As the programme notes put it, by setting aside all secondary storylines and focusing just on the three, Eifman “uses dance language to portray the drama of a woman being reborn” in “a burst of inner
psychological energy.”
Everything, from the gorgeous, lavish sets and costumes, to the grace and precision of the whole corps de ballet, the almost-magical seamless scene changes in the blink of an eye, were a delight to behold. Eifman’s hard-hitting choreographic depiction of Anna’s suicide will forever remain etched in my memory.
Eifman proved something that I had always suspected: that so much of Tchaikovsky’s music is inherently balletic, even when he wasn’t consciously writing for the medium. All the music used was from Tchaikovsky’s symphonic or chamber oeuvre: Symphony no. 2 in C minor Little Russian, Op. 17; ‘The Tempest’ symphonic fantasy, Op. 18; ‘Francesca da Rimini’ symphonic fantasy, Op. 32; ‘Souvenir d’un lieu cher’ Op. 42(Scherzo. Presto giocoso); Suite No. 1 in D major (Andante sostenuto, moderato e con anima, Intermezzo: part 3. Andante semplice); Serenade for Strings in C, Op. 48 (Andante non troppo, Allegro moderato); Suite No. 3 in G Op. 55; ‘Manfred’ Symphony in B minor, Op. 58; ‘Hamlet’ overture-fantasy, Op. 67a; ‘Souvenir de Florence’ string sextet in D minor, Op. 70 (Adagio cantabile e con moto); Symphony no. 6 in B minor ‘Pathétique, ‘Op. 74; ‘The Voyevoda’ symphonic ballad, Op. 78; ‘Romeo and Juliet’ fantasy-overture.
The timelines of Leo Tolstoy (1828-1910) and Pyotr Ilyich Tchaikovsky (1840-1893), two towering figures of Russian literature and music, overlap. So did their paths ever cross?

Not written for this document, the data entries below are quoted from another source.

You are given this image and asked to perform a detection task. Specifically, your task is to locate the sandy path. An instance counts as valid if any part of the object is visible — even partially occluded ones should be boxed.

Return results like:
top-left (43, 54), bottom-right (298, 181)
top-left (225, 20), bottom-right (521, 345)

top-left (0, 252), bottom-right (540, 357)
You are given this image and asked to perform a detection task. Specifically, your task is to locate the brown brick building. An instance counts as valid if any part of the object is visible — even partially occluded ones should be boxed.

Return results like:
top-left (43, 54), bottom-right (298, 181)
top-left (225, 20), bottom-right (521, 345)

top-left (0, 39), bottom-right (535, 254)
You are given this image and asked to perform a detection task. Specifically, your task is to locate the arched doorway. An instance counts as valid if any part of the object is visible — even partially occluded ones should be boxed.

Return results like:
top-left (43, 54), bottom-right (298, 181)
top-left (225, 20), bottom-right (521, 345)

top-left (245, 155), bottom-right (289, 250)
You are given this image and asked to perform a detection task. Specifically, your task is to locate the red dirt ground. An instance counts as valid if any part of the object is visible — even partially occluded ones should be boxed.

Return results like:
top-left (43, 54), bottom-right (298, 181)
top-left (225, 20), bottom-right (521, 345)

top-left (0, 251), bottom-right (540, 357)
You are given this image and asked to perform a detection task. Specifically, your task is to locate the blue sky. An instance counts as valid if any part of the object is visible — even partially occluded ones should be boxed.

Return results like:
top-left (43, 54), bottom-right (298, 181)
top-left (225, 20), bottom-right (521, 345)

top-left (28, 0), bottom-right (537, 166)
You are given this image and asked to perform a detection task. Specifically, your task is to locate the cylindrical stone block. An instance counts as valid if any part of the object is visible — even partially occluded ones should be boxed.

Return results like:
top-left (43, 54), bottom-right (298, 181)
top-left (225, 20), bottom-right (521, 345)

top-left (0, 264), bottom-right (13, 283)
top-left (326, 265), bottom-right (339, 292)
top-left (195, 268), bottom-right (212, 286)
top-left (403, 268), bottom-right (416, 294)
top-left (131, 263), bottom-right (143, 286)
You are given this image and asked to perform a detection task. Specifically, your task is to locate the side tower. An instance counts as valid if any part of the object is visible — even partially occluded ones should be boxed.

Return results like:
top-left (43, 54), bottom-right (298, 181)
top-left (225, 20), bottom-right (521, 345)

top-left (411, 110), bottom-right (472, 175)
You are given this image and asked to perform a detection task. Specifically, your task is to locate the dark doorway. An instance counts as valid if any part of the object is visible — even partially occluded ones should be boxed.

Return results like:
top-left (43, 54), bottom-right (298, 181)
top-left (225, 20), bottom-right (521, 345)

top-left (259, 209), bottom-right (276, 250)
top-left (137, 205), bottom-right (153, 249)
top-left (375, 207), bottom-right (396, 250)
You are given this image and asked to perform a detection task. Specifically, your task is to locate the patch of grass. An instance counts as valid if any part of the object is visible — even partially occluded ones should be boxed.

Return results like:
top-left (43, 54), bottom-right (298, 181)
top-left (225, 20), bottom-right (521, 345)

It turns out that they did, on a few occasions, in Moscow in December 1876, incidentally a visit Tolstoy made to the city to deliver the latest chapters of ‘Anna Karenina’ to his publisher. Tchaikovsky’s brother and biographer Modest recalled that Tchaikovsky loved Tolstoy “to much greater extent than all other writers” and imagined him to be “almost like a demigod”.
Tolstoy visited the Moscow Conservatory and demanded a meeting with Tchaikovsky. Tchaikovsky initially demurred, but relented when Tolstoy threatened that he would not leave the building until he had spoken to Tchaikovsky.
In a special chamber music concert, that the composer arranged for Tolstoy, the Andante cantabile movement from Tchaikovsky’s first String Quartet moved the writer to tears. They shared a common love of Mozart and Weber, but Tchaikovsky was appalled, as he wrote later, by Tolstoy’s “nihilism”, “ignorance” and “narrowmindedness” after the writer perhaps provocatively said that Beethoven had “no talent.”
Tchaikovsky thereafter went to great lengths to avoid further meetings with Tolstoy, even ducking out of sight if he saw the writer in the streets of Moscow.
Tolstoy for his part later called Tchaikovsky “an obvious artistic falsehood” after hearing another of his string quartets.
Nevertheless, they parted amiably in 1876. Tchaikovsky presented Tolstoy with piano duet arrangements of his First Symphony and The Tempest. We know Tolstoy liked the First Symphony; and The Tempest could have given Tolstoy the idea for the Shakespearean orchestral fantasia ‘King Lear on the Heath’ which Kostya Levin goes to hear at a concert in ‘Anna Karenina.’ It was only fitting that Eifman included these works in his production.
Tchaikovsky, after reading the early portions of ‘Anna Karenina’ and its description of Russian high society called it “disgracefully banal nonsense” but changed his mind later, saying he finished reading it “with an enthusiasm bordering on
the fanatic.”
My impression of Tolstoy’s ‘Anna Karenina’ lies between those two extreme views. But one feels Tchaikovsky would have approved of the use of his music to put Tolstoy’s epic novel ‘en pointe’.